Rumors have been swirling the last few months concerning the marriage of Tampa Bay Buccaneer quarterback Tom Brady and his supermodel wife, Gisele Bundchen –speculation exacerbated by the future Hall of Famer’s surprise eleven-day absence from training camp earlier this summer.

Brady and Bundchen have two children together, and the quarterback is father to another son from a previous relationship.

Reports suggest Brady’s decision to unretire from the NFL fueled the marital and family tension – a fact seemingly alluded to in an interview with Bundchen that was released earlier this week.

Of course, family dynamics are fluid and complex. Very few issues in a marriage are ever attributable to just one thing. In a bizarre turn several years ago, Brady referred to his wife as a “witch” who makes an “altar” to him before games, verbally repeating a series of mantras and even using healing stones and other rituals. Media laughed. But these things are no laughing matter.

But speaking to Elle magazine, which was just published this week, Gisele Bundchen reflected on her husband’s football career:

“Obviously, I have my concerns—this is a very violent sport, and I have my children and I would like him to be more present,” she said.

Has she asked him to retire or pull back?

“I have definitely had those conversations with him over and over again,” she added. “But ultimately, I feel that everybody has to make a decision that works for [them]. He needs to follow his joy, too.”

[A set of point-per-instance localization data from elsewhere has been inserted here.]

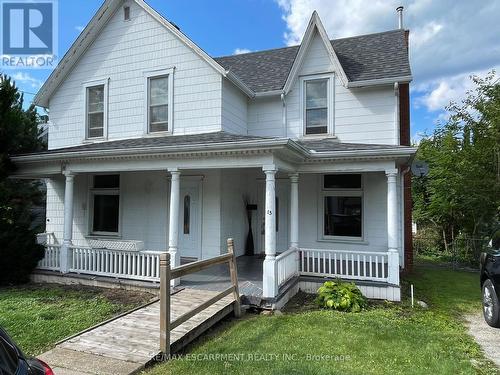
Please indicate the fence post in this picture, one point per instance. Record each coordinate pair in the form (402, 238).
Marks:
(234, 278)
(165, 304)
(393, 267)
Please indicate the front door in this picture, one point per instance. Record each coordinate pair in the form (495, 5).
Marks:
(190, 218)
(282, 203)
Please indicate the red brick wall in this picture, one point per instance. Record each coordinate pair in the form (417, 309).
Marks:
(404, 135)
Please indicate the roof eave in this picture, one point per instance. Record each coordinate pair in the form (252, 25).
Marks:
(403, 152)
(240, 84)
(177, 149)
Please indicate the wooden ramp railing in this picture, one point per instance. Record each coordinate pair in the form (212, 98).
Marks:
(167, 274)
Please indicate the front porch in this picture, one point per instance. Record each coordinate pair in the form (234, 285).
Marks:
(309, 214)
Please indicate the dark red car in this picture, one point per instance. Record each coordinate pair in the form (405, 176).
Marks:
(14, 362)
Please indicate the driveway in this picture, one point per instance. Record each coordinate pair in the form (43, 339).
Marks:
(486, 336)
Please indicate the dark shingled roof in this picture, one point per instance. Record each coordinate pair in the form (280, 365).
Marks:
(365, 57)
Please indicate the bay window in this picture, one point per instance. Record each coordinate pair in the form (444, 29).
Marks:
(342, 206)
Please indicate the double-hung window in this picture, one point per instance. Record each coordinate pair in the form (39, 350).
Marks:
(96, 97)
(342, 196)
(159, 101)
(105, 204)
(316, 106)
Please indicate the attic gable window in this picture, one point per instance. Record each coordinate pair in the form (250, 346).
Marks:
(96, 96)
(126, 13)
(159, 111)
(316, 106)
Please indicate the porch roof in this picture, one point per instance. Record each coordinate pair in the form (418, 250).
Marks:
(218, 141)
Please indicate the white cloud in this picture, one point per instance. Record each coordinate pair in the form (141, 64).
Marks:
(447, 38)
(434, 96)
(239, 51)
(26, 79)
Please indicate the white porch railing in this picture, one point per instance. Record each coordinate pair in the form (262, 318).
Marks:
(287, 266)
(137, 265)
(51, 259)
(354, 265)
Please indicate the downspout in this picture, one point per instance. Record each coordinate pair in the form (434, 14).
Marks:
(397, 115)
(283, 115)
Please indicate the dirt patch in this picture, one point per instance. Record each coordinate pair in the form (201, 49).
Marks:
(487, 337)
(116, 296)
(123, 296)
(301, 302)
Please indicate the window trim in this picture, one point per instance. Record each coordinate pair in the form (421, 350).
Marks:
(126, 8)
(90, 204)
(158, 74)
(330, 100)
(353, 192)
(89, 84)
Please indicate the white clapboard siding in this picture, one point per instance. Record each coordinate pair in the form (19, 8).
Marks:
(122, 53)
(353, 265)
(363, 115)
(136, 265)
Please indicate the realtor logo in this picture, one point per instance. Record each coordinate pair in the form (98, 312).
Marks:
(29, 37)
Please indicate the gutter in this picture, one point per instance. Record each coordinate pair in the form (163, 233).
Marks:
(240, 84)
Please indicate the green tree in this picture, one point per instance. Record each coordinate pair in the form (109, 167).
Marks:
(461, 194)
(19, 252)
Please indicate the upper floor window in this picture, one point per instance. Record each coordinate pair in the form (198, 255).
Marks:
(95, 111)
(159, 101)
(105, 204)
(316, 106)
(96, 107)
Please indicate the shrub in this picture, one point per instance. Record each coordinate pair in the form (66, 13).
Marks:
(342, 296)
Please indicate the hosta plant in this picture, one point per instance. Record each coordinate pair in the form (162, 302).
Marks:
(342, 296)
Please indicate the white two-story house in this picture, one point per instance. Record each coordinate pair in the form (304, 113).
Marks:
(156, 146)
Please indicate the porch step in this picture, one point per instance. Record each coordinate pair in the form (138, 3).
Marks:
(69, 362)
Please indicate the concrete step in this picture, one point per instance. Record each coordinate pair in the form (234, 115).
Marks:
(70, 362)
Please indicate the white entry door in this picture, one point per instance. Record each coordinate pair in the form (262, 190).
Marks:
(190, 218)
(282, 203)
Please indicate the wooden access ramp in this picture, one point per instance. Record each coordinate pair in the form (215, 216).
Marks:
(124, 345)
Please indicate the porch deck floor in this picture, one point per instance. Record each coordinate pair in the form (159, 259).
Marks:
(217, 278)
(126, 344)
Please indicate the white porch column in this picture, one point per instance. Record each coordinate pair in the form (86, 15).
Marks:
(270, 280)
(173, 227)
(65, 254)
(392, 226)
(294, 210)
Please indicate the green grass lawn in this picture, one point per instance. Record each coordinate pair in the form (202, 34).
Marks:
(384, 339)
(37, 316)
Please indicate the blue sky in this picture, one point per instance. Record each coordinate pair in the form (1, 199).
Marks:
(449, 39)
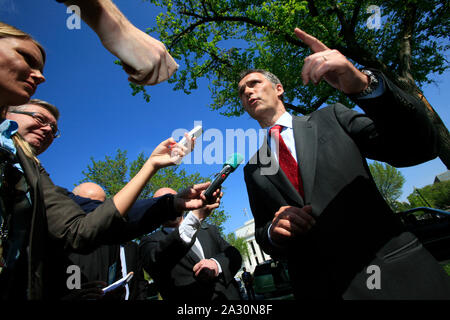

Career tension in a marriage is nothing new. For time immemorial, husbands and wives have navigated the challenges of work and home life. Even though things changed dramatically with the advent of the industrial revolution, which took (mostly) men from the farms and fields near home and put them in factories and offices farther away, balancing labor demands and life with the family is an age-old issue.

But do you have the luxury of following or pursuing your “joy” if that pursuit is at odds with your spouse’s wishes – and comes at the expense of your children?

Scripture may be silent on how parents might make their living, but it’s more explicit regarding how we should behave toward our children.

We read fathers are supposed to teach their children (Proverbs 22:6), spend time with them (Deut. 6:6-9), show compassion (Psalm 103:13), be a good example (2 Cor. 3:2-3), be careful not to provoke them (Col. 3:21) – all the while correcting them in love (Hebrews 12:7-11).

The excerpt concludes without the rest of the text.